わたしたちは現実のオフィス街を歩くとき、そこを歩いている人たちのことを、清潔できれいだと思う。それと同時に、企業がもっている、隠された悪意をひしひしと感じる。

オフィス街の、建物のデザインが、かれらを表象している。真っ平らでつるつるで、しみひとつないが、ぎらりと輝くガラスの照り返しと尖った角は、じつはひどく排他的で、人間を迫害してやまない。実際に金を動かす段になると、そのエッジィな感覚が、舞台設定としてたまらなくいい。

あるいは、繁華街を歩くときには、見た目はあんまり清潔じゃないかもしれないし、優しいのも乱暴なのもいるけれど、とにかくは人間の心をもった人々がいる。お店の意匠も看板も、てんでばらばらで、美的な統一感はないけれど、いろんな人が自由に、好きにやっているのだから、あたりまえのことだ。

つまり、街が人を表象し、その逆もまたしかりなのである。

DLCの発表をきっかけに、3年ぶりにナイトシティを再訪した。この街の住民たちは、みんな、いい演技ができる。そのへんを散歩すると、道端で世間話をし、煙草をすい、ドラッグをやる。だれかがだれかを殴ったり、抱きしめたり、殺したりしている。

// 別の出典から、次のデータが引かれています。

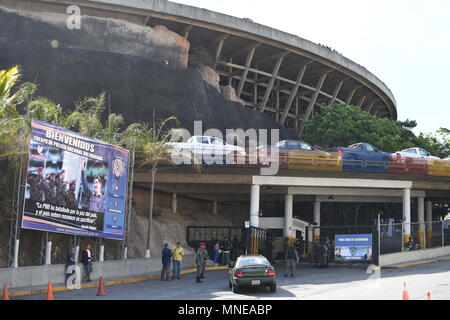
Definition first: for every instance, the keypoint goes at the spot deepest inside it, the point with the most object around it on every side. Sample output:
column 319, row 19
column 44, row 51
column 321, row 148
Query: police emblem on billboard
column 118, row 167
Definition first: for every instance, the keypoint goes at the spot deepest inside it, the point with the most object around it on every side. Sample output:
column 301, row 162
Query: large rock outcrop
column 139, row 68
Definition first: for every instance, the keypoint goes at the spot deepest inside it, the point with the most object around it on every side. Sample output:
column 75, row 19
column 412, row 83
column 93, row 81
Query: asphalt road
column 335, row 283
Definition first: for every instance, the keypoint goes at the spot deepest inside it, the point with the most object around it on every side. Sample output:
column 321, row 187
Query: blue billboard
column 75, row 184
column 353, row 247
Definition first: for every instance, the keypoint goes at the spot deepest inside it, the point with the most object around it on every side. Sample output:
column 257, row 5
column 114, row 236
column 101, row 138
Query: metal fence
column 430, row 235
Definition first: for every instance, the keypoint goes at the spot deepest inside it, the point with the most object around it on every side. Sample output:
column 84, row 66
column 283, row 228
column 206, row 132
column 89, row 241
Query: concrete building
column 270, row 71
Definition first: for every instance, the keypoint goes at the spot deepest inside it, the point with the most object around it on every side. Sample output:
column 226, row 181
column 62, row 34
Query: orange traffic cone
column 5, row 292
column 405, row 293
column 49, row 294
column 101, row 288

これらの仕草の多くは、人間の行いのうちでも、かなり極端なものだ。しかし、それでも虚構のヴェールが裂けないのは、彼らがまさにこの街に、ナイトシティにいるからだ。ぎらぎらしたネオン、排水の異臭、運命に打ちのめされてぼろぼろになった哀れな敗者を見下ろす摩天楼。街と人とが相互を補完して、この虚構の世界を、まったく強固なものにしている。その美しさには、諸手をあげて感心するほかない。

「仮初めの自由」の舞台は、このナイトシティの一角、パシフィカの廃スタジアム周辺、ドッグタウンたる地域である。

ロアをおさらいすると、ナイトシティは北アメリカ大陸の西岸、ロサンゼルスとサンフランシスコの中間あたりにあるが、どの国にも所属していない自由都市だ。

いまをさかのぼること7年前、2070年。ナイトシティを併合しようともくろんだアメリカ新合衆国が、軍事侵攻を行った。その橋頭堡とした場所がここ、ドッグタウンであった。

この土地をめぐる政治的状況は、冷戦下の西ベルリンとおなじくらい、独自に複雑である。69年から70年にかけての統一戦争で出兵された新合衆国の軍人たちは、すばらしい働きでドッグタウンを占拠した。しかし新合衆国は同地の領有権を主張したのち、一転して、武力に頼らない外交路線に切り替えた。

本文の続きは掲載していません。